Der Unterschied zwischen Sein und Sollen ist der Grund, warum man aus einer Tatsache keine Forderung ableiten kann, denn nur, weil etwas so ist wie es ist, kann man nicht schließen, dass man etwas Bestimmtes tun oder nicht tun soll. Wer so schlussfolgert, begeht einen so genannten "Sein-Sollen-Fehlschluss", das heißt ein nicht erlaubtes Schlussfolgern von einem Sein auf ein Sollen.
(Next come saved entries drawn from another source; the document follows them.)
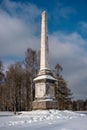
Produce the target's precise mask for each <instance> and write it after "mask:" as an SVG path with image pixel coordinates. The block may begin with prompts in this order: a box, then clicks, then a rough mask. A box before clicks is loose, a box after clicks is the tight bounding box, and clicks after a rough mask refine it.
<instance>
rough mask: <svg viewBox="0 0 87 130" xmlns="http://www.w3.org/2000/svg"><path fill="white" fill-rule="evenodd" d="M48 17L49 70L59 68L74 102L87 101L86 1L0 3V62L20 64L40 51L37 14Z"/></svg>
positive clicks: (79, 0) (38, 29)
mask: <svg viewBox="0 0 87 130" xmlns="http://www.w3.org/2000/svg"><path fill="white" fill-rule="evenodd" d="M44 10H46V11H47V15H48V33H49V48H50V67H51V68H53V66H55V64H56V63H59V64H61V65H62V66H63V69H64V70H63V72H62V74H63V76H64V78H65V80H66V81H68V87H69V88H70V89H71V90H72V92H73V93H74V95H73V97H74V98H75V99H87V15H86V12H87V0H0V58H1V60H2V61H3V62H4V65H5V67H6V68H7V67H8V65H9V64H11V63H15V62H16V61H23V60H24V57H25V51H26V50H27V48H28V47H30V48H32V49H35V50H39V49H40V35H41V34H40V32H41V13H42V11H44Z"/></svg>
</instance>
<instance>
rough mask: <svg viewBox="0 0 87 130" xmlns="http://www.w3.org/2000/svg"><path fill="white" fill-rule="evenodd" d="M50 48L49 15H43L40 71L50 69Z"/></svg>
mask: <svg viewBox="0 0 87 130" xmlns="http://www.w3.org/2000/svg"><path fill="white" fill-rule="evenodd" d="M48 55H49V48H48V30H47V14H46V12H45V11H44V12H43V13H42V24H41V57H40V70H46V69H49V62H48V61H49V57H48Z"/></svg>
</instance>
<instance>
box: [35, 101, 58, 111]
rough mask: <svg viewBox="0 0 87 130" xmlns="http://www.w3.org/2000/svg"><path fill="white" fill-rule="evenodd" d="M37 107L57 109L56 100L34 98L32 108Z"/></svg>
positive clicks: (45, 109)
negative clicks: (48, 100) (46, 99)
mask: <svg viewBox="0 0 87 130" xmlns="http://www.w3.org/2000/svg"><path fill="white" fill-rule="evenodd" d="M37 109H42V110H47V109H58V104H57V101H56V100H52V101H45V100H44V101H43V100H42V101H39V100H35V101H33V110H37Z"/></svg>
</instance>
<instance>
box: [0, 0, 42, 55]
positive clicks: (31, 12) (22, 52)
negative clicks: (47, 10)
mask: <svg viewBox="0 0 87 130" xmlns="http://www.w3.org/2000/svg"><path fill="white" fill-rule="evenodd" d="M4 7H5V9H3V8H4ZM5 10H6V11H5ZM18 10H20V11H21V12H20V11H19V12H18ZM7 12H9V13H7ZM40 12H41V10H39V9H38V8H37V7H36V6H35V5H31V4H28V5H27V4H23V5H22V4H21V3H16V2H11V1H9V0H6V1H5V0H4V1H3V3H2V5H1V11H0V46H1V47H0V56H1V57H2V56H9V55H11V56H18V55H20V56H23V55H24V52H25V51H26V49H27V48H28V47H32V48H34V49H36V48H38V46H39V45H38V43H39V39H38V37H36V36H35V35H36V34H35V33H36V32H37V33H38V27H39V26H40V25H39V24H38V23H37V20H36V19H37V18H38V16H39V14H40ZM35 44H37V46H35Z"/></svg>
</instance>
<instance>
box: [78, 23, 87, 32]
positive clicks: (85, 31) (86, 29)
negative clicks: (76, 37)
mask: <svg viewBox="0 0 87 130" xmlns="http://www.w3.org/2000/svg"><path fill="white" fill-rule="evenodd" d="M78 25H79V29H80V30H81V31H82V33H87V22H84V21H81V22H80V23H79V24H78Z"/></svg>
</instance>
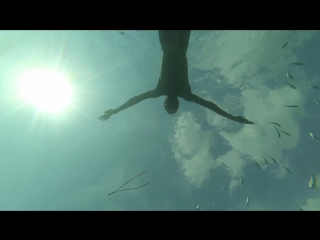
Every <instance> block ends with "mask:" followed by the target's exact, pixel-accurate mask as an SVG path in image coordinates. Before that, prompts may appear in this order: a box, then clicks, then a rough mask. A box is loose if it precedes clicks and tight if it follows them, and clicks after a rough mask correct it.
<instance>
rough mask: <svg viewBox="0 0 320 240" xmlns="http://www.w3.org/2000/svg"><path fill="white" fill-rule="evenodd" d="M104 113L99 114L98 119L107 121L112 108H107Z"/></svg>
mask: <svg viewBox="0 0 320 240" xmlns="http://www.w3.org/2000/svg"><path fill="white" fill-rule="evenodd" d="M104 113H105V114H104V115H102V116H100V117H99V119H100V120H101V121H107V120H108V119H109V117H111V116H112V115H113V113H114V112H113V110H112V109H109V110H107V111H105V112H104Z"/></svg>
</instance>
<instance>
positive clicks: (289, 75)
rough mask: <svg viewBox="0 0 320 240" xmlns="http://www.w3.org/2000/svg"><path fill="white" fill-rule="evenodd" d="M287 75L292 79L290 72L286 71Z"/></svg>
mask: <svg viewBox="0 0 320 240" xmlns="http://www.w3.org/2000/svg"><path fill="white" fill-rule="evenodd" d="M287 77H288V78H290V79H293V77H292V75H291V74H290V72H289V71H288V72H287Z"/></svg>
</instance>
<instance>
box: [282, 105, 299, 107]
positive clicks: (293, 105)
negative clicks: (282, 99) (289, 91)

Will man aus einer Tatsache eine Forderung ableiten, muss noch eine Bewertung dieser Tatsache dazukommen, das heißt man muss diese Tatsache entweder für gut oder für schlecht halten. Erst diese beiden Dinge zusammen – also die Tatsache und dessen Bewertung – erlauben es, eine Forderung daraus abzuleiten.

Übung 1

Aufgabe

Was ist von der Begründung für die folgende Forderung zu halten: "Allein erziehende Väter sind etwas Unnatürliches: in der gesamten Natur kommt so etwas nicht vor. Deshalb sollte das Sorgerecht grundsätzlich der Mutter zugesprochen werden."?

Lösungsvorschlag

Auch wenn man die Ansicht teilt, dass Männer kein Sorgerecht für Kinder erhalten sollten, ist davon abzuraten, sich der gegebenen Begründung anzuschließen, da man dadurch einen Sein-Sollen-Fehlschluss begeht: In der Begründung wird nämlich einfach nur ein Sachverhalt der Natur beschrieben und aus solch einem Sein ist ein Sollen nicht ableitbar. Wenn man dagegen auch Männern das Sorgerecht zugestehen möchte, dann sollte man nun nicht umgekehrt nach Beispielen in der Natur suchen, denn es wäre ebenfalls ein Fehlschluss zu sagen: "Auch Männer sollten ein Sorgerecht erhalten können, schließlich gibt es in der Natur ebenfalls allein erziehende Väter."

Übung 2

Aufgabe

Stellen Sie sich einmal vor, eine wissenschaftliche Studie habe erbracht, dass die Haare schneller wachsen, wenn man mehr als zwei Tassen grünen Tee am Tag trinkt. Welchen Ratschlag könnte ein Wissenschaftler aufgrund dessen erteilen?

Lösungsvorschlag

Aus der wissenschaftlichen Studie allein lässt sich keine Handlungsanweisung ableiten. Erst, wenn noch irgendeine Bewertung hinzutritt, ist so etwas möglich. Dann könnte man zum Beispiel sagen: "Wenn man nicht gerne zum Friseur geht, sollte man nicht mehr als zwei Tassen grünen Tee am Tag trinken."

Übung 3

Aufgabe

Zwei Leute unterhalten sich. Person A: "Die Menschen sollten keine festen Wohnsitze haben. Schau' dir unsere nächsten Verwandten, die Affen an: alles Nomaden." Person B: "Warum sollten wir das machen, was die Affen machen? Dann müssten wir uns noch eher an den alten Ägyptern orientieren, die uns genetisch viel näher stehen als die Affen: Wenn der Pharao starb, ging der ganze Hof mit ins Grab. Das heißt man sollte heutzutage alle Mitarbeiter entlassen, wenn ein Chef in Ruhestand geht." Was ist von den Ausführungen von B zu halten?

Lösungsvorschlag

Die Polemik von B veranschaulicht, warum das Argument von A einen Fehlschluss darstellt.